Собираюсь, наконец, уйти искать Мануэлу и вместе с ней свой бесценный брелок с волчонком, но останавливаюсь и возвращаюсь к Комиссариу.
— Говорите, на Церкви Igreja de Nossa Senhora da Graca на Сагреше установлены камеры наблюдения, которые запечатлели Героя Революции, э-э, то есть полковника Сантуша? Тогда камеры должны были запечатлеть не только его.
Двадцать четвертое апреля (продолжение)
Витор
Лиссабон. 24 апреля 1974 года
21:25
Что должен чувствовать человек, который знает, что едет навстречу Истории. Но не знает пока, навстречу славе или навстречу позору и смерти?
Что должен чувствовать человек, который родился и всю свою жизнь прожил в одной стране при одном режиме и едет сегодня этот режим свергать?
Едет навстречу Истории и думает про барахлящий аккумулятор, который в любую минуту может подвести!
У человека, который едет делать революцию и точно знает, что завтра будет или на вершине власти, или в тюрьме, должны быть другие мысли. А его сейчас волнует, заведется ли старый «Рено» после того, как он заглушит мотор около дома Эвы.
Они выступят ночью. А что будет завтра, не знает никто. Отправят ли их всех к утру в тюрьму Кашиас или они отправят туда своих врагов?
На первой встрече в сентябре на ферме близ Эворы политических требований еще не звучало. Призывали друг друга требовать отставки министра обороны и идти против Закона о милисиануш. Но не случайно один из собравшихся капитанов обронил, что тайная полиция уже в курсе их сходки. Через несколько дней премьер Каэтану разделил военное министерство на две части.
Дальше по нарастающей. И численно, и по задачам движения. К концу декабря не без колебаний, но пришли к общему убеждению необходимости полной ликвидации существующего режима. Витор вместе с соратниками занимался подготовкой восстания.

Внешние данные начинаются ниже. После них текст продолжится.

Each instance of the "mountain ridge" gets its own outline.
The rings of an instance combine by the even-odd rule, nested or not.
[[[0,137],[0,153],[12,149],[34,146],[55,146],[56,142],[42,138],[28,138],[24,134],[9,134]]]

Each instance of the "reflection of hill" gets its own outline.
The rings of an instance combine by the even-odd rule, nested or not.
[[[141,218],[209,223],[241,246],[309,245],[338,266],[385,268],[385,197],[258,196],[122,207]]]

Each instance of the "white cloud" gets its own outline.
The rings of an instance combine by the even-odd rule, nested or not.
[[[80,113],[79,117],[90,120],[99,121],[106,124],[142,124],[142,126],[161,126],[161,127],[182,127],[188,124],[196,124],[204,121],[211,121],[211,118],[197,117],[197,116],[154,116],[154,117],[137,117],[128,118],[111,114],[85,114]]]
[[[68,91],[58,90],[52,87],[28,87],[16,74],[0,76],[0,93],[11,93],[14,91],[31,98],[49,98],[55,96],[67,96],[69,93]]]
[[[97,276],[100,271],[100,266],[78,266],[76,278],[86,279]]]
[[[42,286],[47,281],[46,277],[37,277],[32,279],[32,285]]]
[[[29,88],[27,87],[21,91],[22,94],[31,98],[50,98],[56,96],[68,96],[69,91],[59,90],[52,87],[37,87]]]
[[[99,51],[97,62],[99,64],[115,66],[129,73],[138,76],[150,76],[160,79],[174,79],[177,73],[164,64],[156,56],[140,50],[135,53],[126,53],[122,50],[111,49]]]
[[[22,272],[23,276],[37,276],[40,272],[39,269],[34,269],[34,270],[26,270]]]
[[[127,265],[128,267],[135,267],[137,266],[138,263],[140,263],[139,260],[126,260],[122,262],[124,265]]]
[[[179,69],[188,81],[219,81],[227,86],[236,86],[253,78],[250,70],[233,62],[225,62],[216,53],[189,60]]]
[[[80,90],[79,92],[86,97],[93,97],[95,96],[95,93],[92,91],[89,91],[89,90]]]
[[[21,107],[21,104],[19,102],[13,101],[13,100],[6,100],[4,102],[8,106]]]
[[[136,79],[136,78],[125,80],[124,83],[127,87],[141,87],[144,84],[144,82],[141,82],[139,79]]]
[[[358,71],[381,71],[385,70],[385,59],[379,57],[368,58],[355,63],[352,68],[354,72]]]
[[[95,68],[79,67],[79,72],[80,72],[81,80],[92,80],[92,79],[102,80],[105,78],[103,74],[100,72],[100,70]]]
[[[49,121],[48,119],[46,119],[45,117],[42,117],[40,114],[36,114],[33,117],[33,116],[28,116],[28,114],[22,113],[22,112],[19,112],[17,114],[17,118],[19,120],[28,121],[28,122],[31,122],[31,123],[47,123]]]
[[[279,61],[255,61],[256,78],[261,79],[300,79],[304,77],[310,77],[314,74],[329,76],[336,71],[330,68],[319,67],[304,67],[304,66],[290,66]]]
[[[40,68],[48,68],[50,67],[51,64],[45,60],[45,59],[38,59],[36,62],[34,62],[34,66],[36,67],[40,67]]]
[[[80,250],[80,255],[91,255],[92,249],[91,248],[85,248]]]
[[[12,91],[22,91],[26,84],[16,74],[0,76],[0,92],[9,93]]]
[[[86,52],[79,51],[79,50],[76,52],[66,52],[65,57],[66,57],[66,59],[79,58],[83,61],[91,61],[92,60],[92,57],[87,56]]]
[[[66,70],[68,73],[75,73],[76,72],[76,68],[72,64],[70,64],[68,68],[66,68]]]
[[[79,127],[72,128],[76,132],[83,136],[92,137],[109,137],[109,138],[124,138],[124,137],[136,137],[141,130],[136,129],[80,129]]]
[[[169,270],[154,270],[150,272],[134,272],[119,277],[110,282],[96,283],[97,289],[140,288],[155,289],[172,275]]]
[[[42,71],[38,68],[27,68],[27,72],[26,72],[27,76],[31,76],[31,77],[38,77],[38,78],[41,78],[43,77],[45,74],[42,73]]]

К февралю в «заговоре капитанов» участвовал каждый десятый португальский офицер. Опомнившись, власти стали увольнять неблагонадежных. Его армейский руководитель, начальник Генерального штаба Кошта Гомеш и генерал ди Спинола, которые и познакомили его на новогоднем приеме с Эвой, были отправлены в отставку в марте. К этому времени оба были полностью на их стороне. Но Гомеш занимает выжидательную позицию, надеется официально присоединиться к ним, когда все будет решено.
В начале апреля была названа дата выступления — 25 апреля. Но накануне получили сведения, что тайной полиции стало известно об их планах. Значит, выступать придется раньше. Уже сегодня. Сейчас.
Ночью, после условного знака в эфире, колонны бронетехники двинутся на столицу с пяти военных баз из Томара, Вендаш-Новаша, Сантарена, Фигейра-ди-Фош, Визеу, Марфы и Алфейты. Они окружат правительственные здания в районе Террейру-ду-Пасу, главные казармы Национальной республиканской гвардии на площади Карму.
O Povo unido jamais sera vencido! — «Объединенный народ непобедим», перевод песни El pueblo unido jamas sera vencido, посвященной сопротивлению чилийской диктатуре, — должна будет сказать Эва в эфире национальной телестанции. И зачитать «Коммюнике № 1 Движения капитанов», которое лежит сейчас во внутреннем кармане его кителя.
«Вооруженные силы Португалии призывают всех жителей города Лиссабона оставаться в своих домах и не выходить из них, сохраняя максимальное спокойствие.
Мы искренне надеемся, что значительность переживаемого нами момента не будет омрачена никаким несчастным случаем ни с кем, и поэтому обращаемся к здравому смыслу командиров полицейских и военизированных частей с призывом не допустить каких-либо столкновений с вооруженными силами…»
Эва не струсит. Эва прочтет. Он в нее верит.
Что должен чувствовать человек, который понимает, что ровно сейчас, пока он едет по пустым ночным улицам, решается не только его судьба. А как минимум судьба еще двух женщин. И судьба целой страны.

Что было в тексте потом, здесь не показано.